И с этого мгновения страх Нины исчез. И члены комиссии, и душный зал, и стол под красной скатертью словно исчезли тоже. «А, плевать! Не понравится им – уйду, вот и всё! Со службы, слава богу, не уволилась… Пропади они пропадом!» Нина кивнула своим музыкантам – и рояль под пальцами Иды Карловны рассыпался острыми и лёгкими аккордами, лукавым перебором вступила гитара, и зашлась головокружительным пассажем Монина скрипка. Нина с небрежной улыбкой повела плечом, откинула за спину волосы, взяла дыхание – и запела полузабытое, озорное:
На трэби мангэ да серьги-кольца!
Ай, да мирэ пшалэ – барэ молодца!
Что и говорить, играли ребята мастерски – что значит консерватория! «И ведь всего три дня репетировали…» – ошеломлённо подумала Нина, когда Шлёма в точно указанном месте ускорил гитарный ритм, а Моня задрал скрипку и погнал из струн задорный плясовой мотивчик. Штюрмер лихо пустила по клавишам рояля бравурное арпеджио… и Нина неожиданно для самой себя пошла плясать.
Места было мало, и она, сделав крошечный кружок лёгкой «ходочкой», начала выдавать на потёртом паркете самые аккуратные таборные «примерчики». Не плясала Нина давно, полуоторванный каблук качался и, разумеется, отскочил, стоило ей посильнее ударить пяткой в пол. Артистка Молдаванская растерянно остановилась, увидев, как каблук спикировал чуть не в лицо парню в тельняшке. Но тот ловко поймал его, улыбнулся плясунье и вдруг громко, на весь зал крикнул:
– А ну дальше, цыганочка, не стой! Ну-ка, живо, дальше, гоп!
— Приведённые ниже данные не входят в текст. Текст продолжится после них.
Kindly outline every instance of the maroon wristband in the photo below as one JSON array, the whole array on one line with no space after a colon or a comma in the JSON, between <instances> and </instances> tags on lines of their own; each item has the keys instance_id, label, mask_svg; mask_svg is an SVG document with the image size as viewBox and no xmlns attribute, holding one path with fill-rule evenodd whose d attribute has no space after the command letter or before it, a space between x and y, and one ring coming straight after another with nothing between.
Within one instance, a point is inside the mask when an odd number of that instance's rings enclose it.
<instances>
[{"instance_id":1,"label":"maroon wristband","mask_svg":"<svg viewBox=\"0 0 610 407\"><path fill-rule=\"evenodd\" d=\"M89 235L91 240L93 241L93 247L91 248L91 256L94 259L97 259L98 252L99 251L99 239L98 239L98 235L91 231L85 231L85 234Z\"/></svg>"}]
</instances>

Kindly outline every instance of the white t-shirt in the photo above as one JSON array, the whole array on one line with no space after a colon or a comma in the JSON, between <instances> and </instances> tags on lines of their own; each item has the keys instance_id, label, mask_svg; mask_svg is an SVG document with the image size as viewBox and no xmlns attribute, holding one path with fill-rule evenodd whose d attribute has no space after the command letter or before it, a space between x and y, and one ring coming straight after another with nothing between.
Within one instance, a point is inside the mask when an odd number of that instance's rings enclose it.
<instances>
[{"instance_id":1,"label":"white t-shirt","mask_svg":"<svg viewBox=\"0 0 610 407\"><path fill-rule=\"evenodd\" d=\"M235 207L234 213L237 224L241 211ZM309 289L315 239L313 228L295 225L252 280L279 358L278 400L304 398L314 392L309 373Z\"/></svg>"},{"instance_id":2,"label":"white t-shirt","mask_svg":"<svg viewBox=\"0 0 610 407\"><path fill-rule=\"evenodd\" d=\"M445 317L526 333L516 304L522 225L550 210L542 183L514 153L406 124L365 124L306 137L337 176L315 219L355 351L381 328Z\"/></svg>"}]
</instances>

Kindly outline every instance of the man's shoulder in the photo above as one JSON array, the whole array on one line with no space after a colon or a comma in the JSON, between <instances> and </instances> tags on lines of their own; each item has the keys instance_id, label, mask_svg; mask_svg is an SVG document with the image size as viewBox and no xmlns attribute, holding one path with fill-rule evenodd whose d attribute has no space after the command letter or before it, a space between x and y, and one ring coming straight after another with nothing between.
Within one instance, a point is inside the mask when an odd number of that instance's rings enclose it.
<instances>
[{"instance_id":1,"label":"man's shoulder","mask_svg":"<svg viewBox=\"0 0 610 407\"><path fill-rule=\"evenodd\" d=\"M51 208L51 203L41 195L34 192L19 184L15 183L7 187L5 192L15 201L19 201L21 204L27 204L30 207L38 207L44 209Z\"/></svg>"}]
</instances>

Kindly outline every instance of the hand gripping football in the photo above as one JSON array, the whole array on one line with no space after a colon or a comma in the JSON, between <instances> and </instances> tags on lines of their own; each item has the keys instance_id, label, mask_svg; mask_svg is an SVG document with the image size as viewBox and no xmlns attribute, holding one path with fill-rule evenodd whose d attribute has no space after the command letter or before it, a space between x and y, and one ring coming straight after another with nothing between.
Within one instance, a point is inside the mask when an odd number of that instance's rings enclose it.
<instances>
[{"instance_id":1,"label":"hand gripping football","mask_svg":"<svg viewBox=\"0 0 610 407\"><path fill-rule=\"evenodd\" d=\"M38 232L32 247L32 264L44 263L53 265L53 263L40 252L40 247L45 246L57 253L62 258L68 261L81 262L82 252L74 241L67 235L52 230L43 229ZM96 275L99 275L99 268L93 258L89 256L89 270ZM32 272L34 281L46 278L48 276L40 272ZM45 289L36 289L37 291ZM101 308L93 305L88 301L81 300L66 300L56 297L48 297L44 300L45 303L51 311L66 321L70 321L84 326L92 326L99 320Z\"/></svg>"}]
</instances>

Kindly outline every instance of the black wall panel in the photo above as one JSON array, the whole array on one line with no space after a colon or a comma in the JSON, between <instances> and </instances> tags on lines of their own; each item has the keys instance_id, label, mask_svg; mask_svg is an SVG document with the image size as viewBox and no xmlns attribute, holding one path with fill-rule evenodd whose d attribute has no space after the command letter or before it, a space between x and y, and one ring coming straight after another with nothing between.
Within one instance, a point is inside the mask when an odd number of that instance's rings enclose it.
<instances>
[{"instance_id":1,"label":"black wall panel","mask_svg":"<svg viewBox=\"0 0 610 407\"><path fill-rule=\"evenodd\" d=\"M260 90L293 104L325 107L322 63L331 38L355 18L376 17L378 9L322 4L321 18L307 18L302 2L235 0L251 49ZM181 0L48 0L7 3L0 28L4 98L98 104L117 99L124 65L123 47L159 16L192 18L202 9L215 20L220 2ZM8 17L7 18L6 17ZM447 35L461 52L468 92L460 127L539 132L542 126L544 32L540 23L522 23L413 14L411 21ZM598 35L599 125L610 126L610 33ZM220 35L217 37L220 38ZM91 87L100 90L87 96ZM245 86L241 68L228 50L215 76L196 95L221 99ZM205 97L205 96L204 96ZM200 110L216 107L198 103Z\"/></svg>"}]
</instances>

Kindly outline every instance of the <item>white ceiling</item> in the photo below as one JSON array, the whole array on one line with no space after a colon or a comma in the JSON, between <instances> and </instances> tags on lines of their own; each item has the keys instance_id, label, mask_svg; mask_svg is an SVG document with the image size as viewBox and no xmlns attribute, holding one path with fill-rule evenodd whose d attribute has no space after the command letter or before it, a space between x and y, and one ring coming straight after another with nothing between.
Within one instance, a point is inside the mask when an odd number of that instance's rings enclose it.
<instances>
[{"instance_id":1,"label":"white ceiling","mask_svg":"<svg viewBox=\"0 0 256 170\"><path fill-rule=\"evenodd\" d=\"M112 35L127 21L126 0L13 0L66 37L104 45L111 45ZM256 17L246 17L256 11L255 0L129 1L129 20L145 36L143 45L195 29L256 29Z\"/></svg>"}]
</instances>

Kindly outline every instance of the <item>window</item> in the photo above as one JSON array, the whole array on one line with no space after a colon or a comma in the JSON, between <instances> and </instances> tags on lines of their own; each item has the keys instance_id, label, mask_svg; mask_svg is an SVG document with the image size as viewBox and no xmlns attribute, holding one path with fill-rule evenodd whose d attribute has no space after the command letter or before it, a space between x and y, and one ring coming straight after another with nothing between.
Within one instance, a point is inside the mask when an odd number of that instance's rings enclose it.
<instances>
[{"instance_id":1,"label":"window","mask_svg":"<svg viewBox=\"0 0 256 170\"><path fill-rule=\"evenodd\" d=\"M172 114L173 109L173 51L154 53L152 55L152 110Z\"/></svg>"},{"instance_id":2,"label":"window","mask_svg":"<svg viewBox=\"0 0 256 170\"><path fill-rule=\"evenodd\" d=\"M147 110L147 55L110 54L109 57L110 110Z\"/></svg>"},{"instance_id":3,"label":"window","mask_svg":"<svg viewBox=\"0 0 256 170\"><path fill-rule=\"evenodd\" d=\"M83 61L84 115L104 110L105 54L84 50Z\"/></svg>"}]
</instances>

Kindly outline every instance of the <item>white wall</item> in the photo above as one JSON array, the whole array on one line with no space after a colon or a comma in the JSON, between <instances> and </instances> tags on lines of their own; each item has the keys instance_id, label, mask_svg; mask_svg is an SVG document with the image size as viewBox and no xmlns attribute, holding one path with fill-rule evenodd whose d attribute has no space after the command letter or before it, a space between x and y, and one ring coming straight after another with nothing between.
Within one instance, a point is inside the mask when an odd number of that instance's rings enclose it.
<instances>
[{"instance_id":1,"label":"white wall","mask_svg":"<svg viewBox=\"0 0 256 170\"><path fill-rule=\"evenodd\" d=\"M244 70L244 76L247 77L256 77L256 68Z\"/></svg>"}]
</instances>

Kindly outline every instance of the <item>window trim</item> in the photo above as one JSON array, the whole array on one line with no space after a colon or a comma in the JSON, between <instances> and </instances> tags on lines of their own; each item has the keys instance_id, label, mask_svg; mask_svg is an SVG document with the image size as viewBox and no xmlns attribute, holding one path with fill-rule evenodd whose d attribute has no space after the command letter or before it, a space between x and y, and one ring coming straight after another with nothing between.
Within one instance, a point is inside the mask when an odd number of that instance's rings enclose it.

– Вася, Вася, ну сколько тебе говорить… – укоризненно сказал Мартынов. Но Нина торопливо сбросила погибшие «лодочки» и пошла по паркету звучным, свободным таборным подбоем. Пол затрещал. Скрипка захлёбывалась, гитара сыпала короткими «плясовыми» аккордами, рояль, казалось, сошёл с ума. Неожиданно в аккомпанемент вплелись неинструментальные, но хорошо знакомые Нине звуки – и, повернувшись к столу, она увидела, что сразу несколько человек, улыбаясь, хлопают ей в такт. «Дураки, я же не услышу аккомпанемента…» – было первой её мыслью, но Штюрмер за роялем так сияла, что Нина развела руками, тряхнула головой и забила сильные тропаки. Когда, в какие далёкие годы она плясала так?.. В детстве, давным-давно, когда в жизни её ещё не было ни Москвы, ни Большого дома, ни хора, ни романсов, ни шёлковых и атласных платьев… И откуда только взялось, почему не позабылось за столько лет… Кто бы мог подумать, что эти тропачки, эти ходочки, эти примерчики пригодятся ей когда-нибудь? Под бурные аплодисменты комиссии Нина сделала широкий круг на полупальцах, тряхнула рассыпавшимися кудрями, с которых давно слетел платок, и забила плечами, впервые в жизни пожалев, что плохо умеет это делать. Но комиссия, судя по всему, не разбиралась в нюансах таборной пляски, потому что аплодисменты перешли в овацию, и, мельком взглянув на дверь, Нина увидела лица сгрудившихся за ней зрителей.